Egyptair has 2x daily flights from Cairo to London Heathrow. The UK's busiest airport is EgyptAir's number-one European route by seats for sale this summer. If flights are considered instead, it is second only to Istanbul Airport, on the European aide of the Bosporus.
Heathrow's second flight of the day, which leaves Egypt in the late afternoon, is typically operated by narrowbodies. But this summer, it'll deploy 309-seat B787-9s briefly in July, August, and September, replacing 142-seat A320neos.
This upgauging contributes to Egyptair's Cairo-Heathrow summer capacity rising to 217,000 seats for sale, based on the latest OAG data.
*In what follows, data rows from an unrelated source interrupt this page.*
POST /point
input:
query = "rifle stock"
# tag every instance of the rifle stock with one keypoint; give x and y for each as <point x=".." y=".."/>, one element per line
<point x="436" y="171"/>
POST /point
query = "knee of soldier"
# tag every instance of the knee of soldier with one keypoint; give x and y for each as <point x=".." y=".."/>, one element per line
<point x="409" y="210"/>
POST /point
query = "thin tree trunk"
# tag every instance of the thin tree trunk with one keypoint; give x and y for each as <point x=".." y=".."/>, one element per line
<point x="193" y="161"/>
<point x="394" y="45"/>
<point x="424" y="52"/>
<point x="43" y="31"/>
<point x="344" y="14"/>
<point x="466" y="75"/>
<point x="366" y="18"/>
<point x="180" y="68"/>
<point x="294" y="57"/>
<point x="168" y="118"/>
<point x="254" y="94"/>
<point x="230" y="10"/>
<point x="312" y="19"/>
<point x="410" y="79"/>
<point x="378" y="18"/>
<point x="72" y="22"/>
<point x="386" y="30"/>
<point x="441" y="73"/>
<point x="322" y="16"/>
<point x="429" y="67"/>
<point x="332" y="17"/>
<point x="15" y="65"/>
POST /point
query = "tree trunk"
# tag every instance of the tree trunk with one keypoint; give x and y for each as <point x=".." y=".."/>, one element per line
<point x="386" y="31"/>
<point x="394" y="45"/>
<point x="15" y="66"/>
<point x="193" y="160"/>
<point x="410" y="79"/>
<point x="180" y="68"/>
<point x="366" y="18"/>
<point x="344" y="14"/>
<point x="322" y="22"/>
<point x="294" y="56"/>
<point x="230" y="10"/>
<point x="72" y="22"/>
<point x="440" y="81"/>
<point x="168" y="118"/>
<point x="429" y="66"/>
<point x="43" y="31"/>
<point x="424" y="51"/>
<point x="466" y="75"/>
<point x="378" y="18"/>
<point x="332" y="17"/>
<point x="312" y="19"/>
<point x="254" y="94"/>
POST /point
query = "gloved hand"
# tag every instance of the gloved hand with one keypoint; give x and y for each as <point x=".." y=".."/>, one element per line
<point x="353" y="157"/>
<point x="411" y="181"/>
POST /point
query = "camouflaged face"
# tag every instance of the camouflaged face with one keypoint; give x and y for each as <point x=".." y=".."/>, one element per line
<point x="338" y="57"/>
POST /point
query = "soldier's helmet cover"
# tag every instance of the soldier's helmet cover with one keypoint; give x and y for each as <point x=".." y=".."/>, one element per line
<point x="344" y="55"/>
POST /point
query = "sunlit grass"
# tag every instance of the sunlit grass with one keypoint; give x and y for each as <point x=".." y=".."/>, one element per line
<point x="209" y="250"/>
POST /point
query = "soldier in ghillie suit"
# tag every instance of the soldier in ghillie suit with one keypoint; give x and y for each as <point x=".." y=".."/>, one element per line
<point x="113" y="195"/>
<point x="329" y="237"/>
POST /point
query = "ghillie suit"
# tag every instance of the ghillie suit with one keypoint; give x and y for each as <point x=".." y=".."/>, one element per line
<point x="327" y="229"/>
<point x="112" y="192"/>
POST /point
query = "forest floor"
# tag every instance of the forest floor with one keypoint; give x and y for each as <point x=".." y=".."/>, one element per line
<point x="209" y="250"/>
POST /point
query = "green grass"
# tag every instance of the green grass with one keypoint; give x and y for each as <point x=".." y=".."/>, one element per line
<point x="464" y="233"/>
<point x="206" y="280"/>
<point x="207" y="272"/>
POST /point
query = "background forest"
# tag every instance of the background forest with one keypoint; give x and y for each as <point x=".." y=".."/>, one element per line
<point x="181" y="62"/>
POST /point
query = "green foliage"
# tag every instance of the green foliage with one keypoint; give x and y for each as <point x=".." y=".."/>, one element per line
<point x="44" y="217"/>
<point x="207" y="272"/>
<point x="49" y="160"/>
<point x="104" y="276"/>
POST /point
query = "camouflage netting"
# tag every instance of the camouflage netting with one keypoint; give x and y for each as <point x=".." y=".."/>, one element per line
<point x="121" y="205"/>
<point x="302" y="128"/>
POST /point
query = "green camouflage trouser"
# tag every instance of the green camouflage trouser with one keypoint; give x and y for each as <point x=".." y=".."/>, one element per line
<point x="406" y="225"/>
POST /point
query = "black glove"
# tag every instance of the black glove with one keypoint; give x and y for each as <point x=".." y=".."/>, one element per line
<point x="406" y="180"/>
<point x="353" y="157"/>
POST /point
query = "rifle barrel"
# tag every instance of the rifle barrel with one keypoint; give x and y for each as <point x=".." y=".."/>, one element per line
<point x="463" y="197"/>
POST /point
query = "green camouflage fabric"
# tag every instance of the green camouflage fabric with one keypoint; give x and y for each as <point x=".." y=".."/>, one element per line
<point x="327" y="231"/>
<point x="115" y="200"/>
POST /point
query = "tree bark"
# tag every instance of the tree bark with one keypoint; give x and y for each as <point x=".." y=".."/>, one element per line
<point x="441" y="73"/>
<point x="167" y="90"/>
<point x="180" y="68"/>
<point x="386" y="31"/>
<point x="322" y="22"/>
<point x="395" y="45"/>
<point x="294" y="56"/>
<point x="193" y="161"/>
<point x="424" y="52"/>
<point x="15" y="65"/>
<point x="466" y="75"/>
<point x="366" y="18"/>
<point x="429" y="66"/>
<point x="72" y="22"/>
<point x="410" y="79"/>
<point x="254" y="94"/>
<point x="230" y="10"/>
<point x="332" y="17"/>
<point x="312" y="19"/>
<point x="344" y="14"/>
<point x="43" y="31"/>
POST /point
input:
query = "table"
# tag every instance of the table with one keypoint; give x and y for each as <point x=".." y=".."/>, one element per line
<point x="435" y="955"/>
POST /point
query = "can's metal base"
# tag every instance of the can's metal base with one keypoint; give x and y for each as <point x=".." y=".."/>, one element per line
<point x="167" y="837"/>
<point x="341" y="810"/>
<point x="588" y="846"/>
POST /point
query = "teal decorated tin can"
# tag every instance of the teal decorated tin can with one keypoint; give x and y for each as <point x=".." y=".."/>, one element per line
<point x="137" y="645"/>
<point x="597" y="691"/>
That's 3% more than in summer 2019 and the highest number since 2014.
What's happening?
While Egyptair's main Cairo-Heathrow service (MS777/MS778) remains intact, served 1x daily by the B777-300ER, its second daily offering (MS779/MS880) will see the B787-9 on 17 occasions this summer, replacing the A320neo.
OAG shows that the B787 will be used between July 22nd and 31st and from August 29th and September 29th. It'll then revert to the Airbus narrowbody, before the B737-800 takes over from the start of the Northern Hemisphere winter season on October 30th.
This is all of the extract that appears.